Margrete took Jonas’s hand and, with a faint air of impatience, strode out of the alley, leaving the knife where it lay. ‘He took my money,’ Jonas said when they had turned the corner. ‘Who cares, it wasn’t that much, was it?’ she said. ‘Come on in here, I think I’ve found something for Kristin — look at this lovely brass dolls’ tea-set!’

For the rest of the day, while walking round sunken palaces and subterranean mosques, the ruins of the city walls and aqueducts, in the spice bazaars and the mosaic museums, Jonas thought about Margrete, about how little he knew of her. Against his will, he recalled some of the rumours he had heard about the years when she was living abroad, as the daughter of a diplomat and later as a student: rumours he had tried to ignore, to suppress, but which had stuck to his subconscious nonetheless. What he had seen back there in the alley accorded with the story that, as a teenager, somewhere in the Far East, she had studied the martial arts. Occasionally in the summer he had noticed how, when she thought no one was looking, she would do what looked like callisthenics on the lawn, smooth, controlled movements, like a balancing act in slow motion. He had heard so many things, didn’t know what to believe. Not even of what she told him herself. Jonas walked around Istanbul with his mind in turmoil, a state which possibly mirrored the confusion of smells in the city streets: everything from mimosa, exhaust fumes and roasted nuts to the eternally rotating kebabs on the roadside stalls and every kind of fried fish. It was said that she had once written a wonderful book — someone had heard her read bits of it — the manuscript of which she had thrown away or lost, or burned and then scattered the ashes on the Ganges — accounts varied. Was it true that at one point she had had a pet snake? And had she really danced with a famous rock star, on the stage, during a concert? When he asked her about such things, she would laugh. ‘You’re just jealous,’ she would say. And she was right, that is exactly what he was. Because she was the sort of woman you saw, even in the heaving mass of bodies in front of a stage.
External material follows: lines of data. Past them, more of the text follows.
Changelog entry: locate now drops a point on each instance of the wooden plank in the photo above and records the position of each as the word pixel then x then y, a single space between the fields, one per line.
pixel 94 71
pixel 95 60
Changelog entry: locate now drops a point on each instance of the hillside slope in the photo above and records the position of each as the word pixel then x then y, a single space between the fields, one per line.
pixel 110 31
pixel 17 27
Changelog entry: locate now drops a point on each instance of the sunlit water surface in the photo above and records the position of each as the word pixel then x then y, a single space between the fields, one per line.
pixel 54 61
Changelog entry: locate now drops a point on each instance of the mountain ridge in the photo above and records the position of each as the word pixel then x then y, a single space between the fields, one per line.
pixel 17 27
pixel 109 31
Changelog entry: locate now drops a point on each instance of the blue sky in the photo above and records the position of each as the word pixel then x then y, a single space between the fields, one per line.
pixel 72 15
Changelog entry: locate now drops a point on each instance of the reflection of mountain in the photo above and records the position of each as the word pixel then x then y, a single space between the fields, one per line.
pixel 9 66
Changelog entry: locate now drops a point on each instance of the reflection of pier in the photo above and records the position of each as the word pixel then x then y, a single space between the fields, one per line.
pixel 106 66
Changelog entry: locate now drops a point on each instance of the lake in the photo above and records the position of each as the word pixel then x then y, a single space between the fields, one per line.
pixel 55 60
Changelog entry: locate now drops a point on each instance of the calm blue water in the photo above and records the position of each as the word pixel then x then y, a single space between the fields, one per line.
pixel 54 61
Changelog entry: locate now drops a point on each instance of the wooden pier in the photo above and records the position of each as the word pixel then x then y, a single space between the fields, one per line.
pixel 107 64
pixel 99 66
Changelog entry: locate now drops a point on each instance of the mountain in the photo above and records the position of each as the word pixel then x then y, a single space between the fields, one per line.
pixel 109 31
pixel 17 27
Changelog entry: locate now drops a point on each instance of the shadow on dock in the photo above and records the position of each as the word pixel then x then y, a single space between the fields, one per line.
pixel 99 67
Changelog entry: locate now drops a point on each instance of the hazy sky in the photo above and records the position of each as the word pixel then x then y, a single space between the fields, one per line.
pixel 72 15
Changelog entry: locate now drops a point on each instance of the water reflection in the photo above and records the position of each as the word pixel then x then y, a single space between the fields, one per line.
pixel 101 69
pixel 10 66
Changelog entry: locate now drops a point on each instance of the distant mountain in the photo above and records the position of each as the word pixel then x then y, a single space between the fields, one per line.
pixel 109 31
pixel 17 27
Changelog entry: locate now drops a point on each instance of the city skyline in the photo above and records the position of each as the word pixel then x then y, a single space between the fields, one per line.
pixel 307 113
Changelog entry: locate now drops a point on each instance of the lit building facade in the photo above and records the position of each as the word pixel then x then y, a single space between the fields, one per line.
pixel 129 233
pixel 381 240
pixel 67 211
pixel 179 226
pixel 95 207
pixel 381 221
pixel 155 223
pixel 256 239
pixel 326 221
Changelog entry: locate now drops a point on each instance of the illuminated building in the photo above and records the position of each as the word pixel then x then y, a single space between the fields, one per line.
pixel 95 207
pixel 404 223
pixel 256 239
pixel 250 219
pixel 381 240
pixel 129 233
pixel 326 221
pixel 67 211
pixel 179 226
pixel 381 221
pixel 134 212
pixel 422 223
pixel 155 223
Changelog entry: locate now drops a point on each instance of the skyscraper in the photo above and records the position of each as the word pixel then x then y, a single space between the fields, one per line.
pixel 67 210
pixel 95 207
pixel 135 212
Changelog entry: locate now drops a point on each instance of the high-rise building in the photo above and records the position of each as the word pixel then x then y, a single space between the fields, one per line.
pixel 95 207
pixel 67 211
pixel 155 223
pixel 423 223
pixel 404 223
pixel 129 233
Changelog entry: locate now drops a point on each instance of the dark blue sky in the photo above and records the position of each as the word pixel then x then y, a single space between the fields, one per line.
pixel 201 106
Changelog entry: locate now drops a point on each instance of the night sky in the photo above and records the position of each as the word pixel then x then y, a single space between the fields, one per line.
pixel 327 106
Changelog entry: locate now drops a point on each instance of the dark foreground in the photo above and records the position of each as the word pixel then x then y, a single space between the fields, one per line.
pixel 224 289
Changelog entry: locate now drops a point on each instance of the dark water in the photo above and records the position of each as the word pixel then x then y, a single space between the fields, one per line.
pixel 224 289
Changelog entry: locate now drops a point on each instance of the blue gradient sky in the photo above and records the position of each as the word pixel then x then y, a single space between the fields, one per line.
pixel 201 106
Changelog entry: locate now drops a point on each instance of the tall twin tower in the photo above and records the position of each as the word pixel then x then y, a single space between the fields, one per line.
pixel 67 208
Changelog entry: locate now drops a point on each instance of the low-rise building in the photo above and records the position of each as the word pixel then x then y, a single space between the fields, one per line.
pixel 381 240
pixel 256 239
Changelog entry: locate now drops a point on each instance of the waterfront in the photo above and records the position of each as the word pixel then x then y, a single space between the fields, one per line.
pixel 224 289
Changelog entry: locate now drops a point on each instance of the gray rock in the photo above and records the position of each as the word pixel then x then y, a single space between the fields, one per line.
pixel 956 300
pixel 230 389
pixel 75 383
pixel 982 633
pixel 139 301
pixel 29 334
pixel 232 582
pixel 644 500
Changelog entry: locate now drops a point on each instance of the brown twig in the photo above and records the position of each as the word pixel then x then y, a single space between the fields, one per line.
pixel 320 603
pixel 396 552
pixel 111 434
With Margrete you never knew what to expect. While Jonas wandered reverently around the Topkapi Palace, feasting his eyes on everything from Mohammed’s footprints in a stone to the beautiful doors of the harem, patterned with tortoiseshell and mother of pearl, Margrete was more interested in the guards and their tiny, crackling walkie-talkies and all the Turkish women with their covered heads: ‘Do you remember what sort of headscarf your mother used to wear?’ she would whisper to Jonas, as if all of this only served to remind her of Norway’s recent past.

It may have been in the harem itself that a troubling thought entered his head: all that talk about how sexually liberal she had been. ‘She just can’t get enough of it,’ someone had once said, a man whose teeth Jonas had only just managed to stop himself from knocking out. He had tried to close his ears to the snippets of information he had picked up, of other boyfriends she had had; talk of men who, literally or figuratively, would have cut off their ear lobes for her. Fragments which, when he put them together, formed a picture of a monster. He had been more alarmed than impressed by the little display she had given in the alley, feared that she might one day do to him what she had done to that thief. She’s downright dangerous, he told himself.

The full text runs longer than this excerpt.